Kaxilda Hernaez was born in Fraisoro, a house in Zizurkil that sheltered unmarried mothers and orphans. She spent her childhood there until she moved to the Egia neighborhood in Donostia. Her life was marked by her involvement in the anarchist movement and her strong advocacy for women's rights and freedom.
Due to her activism, in 1934 she was arrested carrying explosives and anarchist propaganda, and was sentenced to 29 years in prison. She was incarcerated in the Fort of Guadalupe and later in Alcalá de Henares, until her release after the February 1936 elections.

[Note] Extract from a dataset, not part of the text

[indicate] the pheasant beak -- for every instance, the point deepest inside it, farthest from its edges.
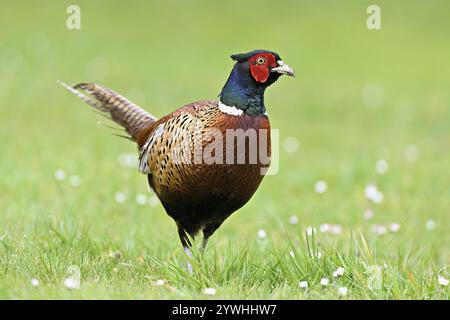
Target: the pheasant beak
(283, 68)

When the Civil War broke out, she participated alongside Félix Likiniano's group in the defense of Peñas de Aia and the San Marcial mountains. After the fall of Irún, she crossed into Lapurdi and from there to Catalonia to join the Aragon front. Once women were withdrawn from combat fronts, she spent the following months sewing clothes for militiamen in a workshop in Barcelona. After the defeat in the 1936 war, she was interned in the Saint-Cyprien concentration camp, and upon release, she returned to Bayonne. She collaborated with the resistance when the Nazis occupied France.
After a stay in Paris, in 1943 she returned to live in Biarritz, Lapurdi, where she resided until her death in 1992. In the Egia neighborhood of Donostia, she is highly esteemed, and residents have repeatedly asked the city council to name a street or square in her honor, a proposal that has not yet progressed.
In her hometown, Zizurkil, as part of the events commemorating March 8th this year, a mural has been painted in her honor and that of all the women of the town. Local resident Izaro Lizarraga and Arantxa Orbegozo from Tolosa were responsible for the artwork, which includes a phrase by Begoña Gorosperena, a friend of Kaxilda: “Woman! You are the fire that never ends!”, the same phrase inscribed on Kaxilda's tombstone in Biarritz. Gorospe herself participated in the inauguration ceremony of the mural on March 25th.